The home, if it could be called such (though certainly, not in legal terms), had a piece of long, black rubber tacked over the front doorway. We were welcomed inside by our client’s younger sister, whose 2 children climbed and clamored for attention, searching through the bags of hygiene items we brought to every family in our visits. The apartment itself was not damaged, but every extra space was filled with donations collected at community support sites: cases of bottled water, still wrapped in plastic; bags and bags of diapers, stacked up high in the corner; a stockpile of toothbrushes. As I took a slow glance around the small room, willing my eyes to adjust to the low light, I noted how many people were crammed into this small one bedroom apartment—2 adults, 5 children. This may have explained the sour, stale smell, but perhaps that was a side-effect of the crushing heat in a window-less room. I was unsure.

The kids climbed up on the back of the old, worn sofa, perched atop like birds observing the world below. I settled onto the carpeted floor, crunchy with the evidence of discarded and forgotten snacks, stiff with dried spills. There was insufficient seating available, but that didn’t matter in this moment and I introduced myself to the woman of the house. If she could curl up on the floor, I could sit there too.

Grief, the uncontrollable sorrow, has a look. For some, grief contorts their bodies and faces into painful, wracking sobs. For others, like this woman, grief might crush the light out of one’s heart. She sat in complete silence, blank-faced, staring in the distance, and rocked slowly back and forth while tears (silent tears) rolled down her cheeks. She couldn’t speak. She hadn’t spoken since she learned her oldest son had been ripped out of her sister’s truck and into the storm. She hadn’t left the house or showered in over a week. She was utterly consumed by her grief, a darkness that stole her ability to function and crushed all meaning in her present life.

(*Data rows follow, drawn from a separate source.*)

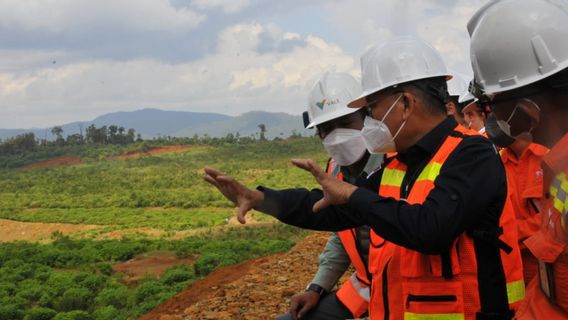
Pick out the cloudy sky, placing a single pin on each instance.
(73, 60)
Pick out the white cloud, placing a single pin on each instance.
(362, 23)
(234, 79)
(68, 16)
(228, 6)
(69, 60)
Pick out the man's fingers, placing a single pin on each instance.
(301, 163)
(321, 204)
(212, 181)
(305, 309)
(308, 165)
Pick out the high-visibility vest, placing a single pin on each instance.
(407, 284)
(354, 293)
(525, 182)
(550, 243)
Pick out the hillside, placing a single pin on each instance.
(108, 237)
(153, 123)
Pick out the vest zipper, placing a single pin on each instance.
(423, 298)
(386, 292)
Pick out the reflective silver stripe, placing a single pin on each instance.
(362, 290)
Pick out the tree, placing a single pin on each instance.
(130, 135)
(112, 137)
(58, 132)
(262, 128)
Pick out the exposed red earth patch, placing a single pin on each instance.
(149, 264)
(150, 152)
(256, 289)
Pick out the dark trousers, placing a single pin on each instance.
(328, 308)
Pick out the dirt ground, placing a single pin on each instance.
(257, 289)
(69, 160)
(152, 263)
(151, 152)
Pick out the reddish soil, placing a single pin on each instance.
(61, 161)
(33, 231)
(153, 264)
(150, 152)
(257, 289)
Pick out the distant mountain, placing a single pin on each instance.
(277, 125)
(152, 123)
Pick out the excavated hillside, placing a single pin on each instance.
(256, 289)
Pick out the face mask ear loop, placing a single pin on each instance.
(390, 109)
(398, 131)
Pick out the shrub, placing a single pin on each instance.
(11, 312)
(39, 313)
(115, 297)
(73, 315)
(75, 299)
(177, 275)
(107, 313)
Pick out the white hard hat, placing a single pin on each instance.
(518, 42)
(329, 97)
(399, 60)
(466, 96)
(457, 84)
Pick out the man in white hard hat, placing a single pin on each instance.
(456, 88)
(519, 55)
(438, 250)
(474, 116)
(339, 127)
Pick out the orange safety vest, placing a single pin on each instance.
(407, 284)
(355, 292)
(549, 245)
(525, 180)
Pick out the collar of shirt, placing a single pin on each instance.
(557, 158)
(534, 149)
(429, 144)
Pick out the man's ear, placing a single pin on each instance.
(409, 104)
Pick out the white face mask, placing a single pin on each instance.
(345, 146)
(377, 135)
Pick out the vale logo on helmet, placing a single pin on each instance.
(326, 102)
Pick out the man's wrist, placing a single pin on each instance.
(312, 287)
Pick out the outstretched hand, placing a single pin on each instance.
(335, 192)
(244, 198)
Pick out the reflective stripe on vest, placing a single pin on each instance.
(433, 316)
(559, 191)
(354, 294)
(424, 275)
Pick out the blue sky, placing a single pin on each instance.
(72, 60)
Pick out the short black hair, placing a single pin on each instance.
(434, 93)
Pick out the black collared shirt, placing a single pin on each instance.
(469, 193)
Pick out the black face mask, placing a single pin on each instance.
(497, 131)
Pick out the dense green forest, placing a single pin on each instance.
(71, 276)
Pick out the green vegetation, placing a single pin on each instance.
(120, 191)
(72, 279)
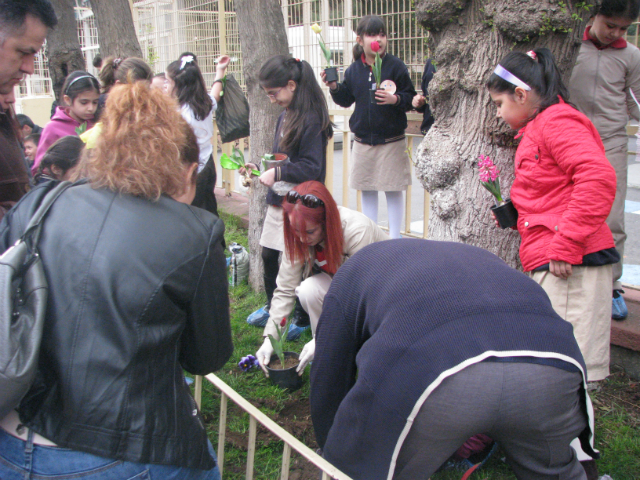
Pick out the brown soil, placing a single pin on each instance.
(288, 363)
(295, 417)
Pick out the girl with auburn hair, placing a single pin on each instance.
(149, 163)
(302, 132)
(58, 162)
(117, 70)
(123, 70)
(319, 237)
(185, 83)
(135, 270)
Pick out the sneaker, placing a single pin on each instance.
(618, 307)
(295, 332)
(259, 318)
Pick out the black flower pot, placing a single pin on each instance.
(331, 74)
(372, 96)
(506, 214)
(287, 378)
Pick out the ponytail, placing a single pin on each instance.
(538, 70)
(307, 97)
(123, 70)
(190, 88)
(369, 25)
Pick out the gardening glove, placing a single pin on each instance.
(306, 355)
(264, 355)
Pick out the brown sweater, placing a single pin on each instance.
(14, 179)
(599, 87)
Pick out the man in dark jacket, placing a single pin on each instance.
(422, 345)
(24, 24)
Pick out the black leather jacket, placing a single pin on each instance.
(138, 291)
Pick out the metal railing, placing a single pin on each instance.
(227, 180)
(255, 417)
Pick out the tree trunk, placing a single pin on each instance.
(115, 28)
(259, 41)
(468, 39)
(63, 48)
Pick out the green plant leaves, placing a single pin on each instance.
(234, 161)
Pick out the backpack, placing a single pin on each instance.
(23, 303)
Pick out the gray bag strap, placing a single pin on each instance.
(32, 232)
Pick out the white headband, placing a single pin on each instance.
(76, 79)
(186, 59)
(510, 77)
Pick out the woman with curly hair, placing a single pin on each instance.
(137, 293)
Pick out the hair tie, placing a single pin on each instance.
(187, 59)
(510, 77)
(66, 90)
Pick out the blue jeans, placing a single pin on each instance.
(20, 460)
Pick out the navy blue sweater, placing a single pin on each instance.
(308, 161)
(397, 315)
(376, 124)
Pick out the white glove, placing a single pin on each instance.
(264, 355)
(306, 355)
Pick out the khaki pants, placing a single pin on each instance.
(311, 293)
(618, 158)
(584, 300)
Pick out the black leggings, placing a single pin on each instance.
(205, 188)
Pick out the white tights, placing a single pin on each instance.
(394, 209)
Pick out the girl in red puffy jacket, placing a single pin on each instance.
(563, 190)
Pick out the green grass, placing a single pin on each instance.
(617, 414)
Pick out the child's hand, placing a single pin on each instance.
(418, 101)
(222, 64)
(331, 85)
(247, 168)
(560, 269)
(268, 178)
(385, 98)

I watched her as her sister relayed the story of the terrible moment—“My nephew, he was so scared of that tornado that he froze and refused to get out of the truck. He was just going to the store with me, but that’s when the tornado came and I was screaming at him, I was hitting him and screaming at him, to get out of the truck and run inside with me and the kids. But he wouldn’t come, and he was too big for me to drag out of that truck so I had to just leave him right there. They found his body a couple’a blocks away.”

Grief, when pairing the hopelessness of poverty with the loss of someone’s life, has a way of giving perspective to listeners. As the story wore on, I felt a pricking sensation across my leg, and hands, and back—and as my eyes adjusted to the dim light in the room, I realized just how far this family was living in the pit of despair. Cockroaches were crawling on me, were moving slowly across the carpet, were climbing on the silent woman and the children, and the walls. In all of my time, I had only seen cockroaches darting quickly about from one hiding spot to another, but without a door to stop them and a family too frozen by grief to care, the cockroaches acted like lazy flies sitting about the room.

I couldn’t say anything. I never mentioned the roaches, and they pretended they didn’t exist, and for a moment we allowed grace to exist in a place where desolation had taken hold. In grief, I found that my limits were boundless and my life given perspective. Cockroaches don’t matter when your son is dead.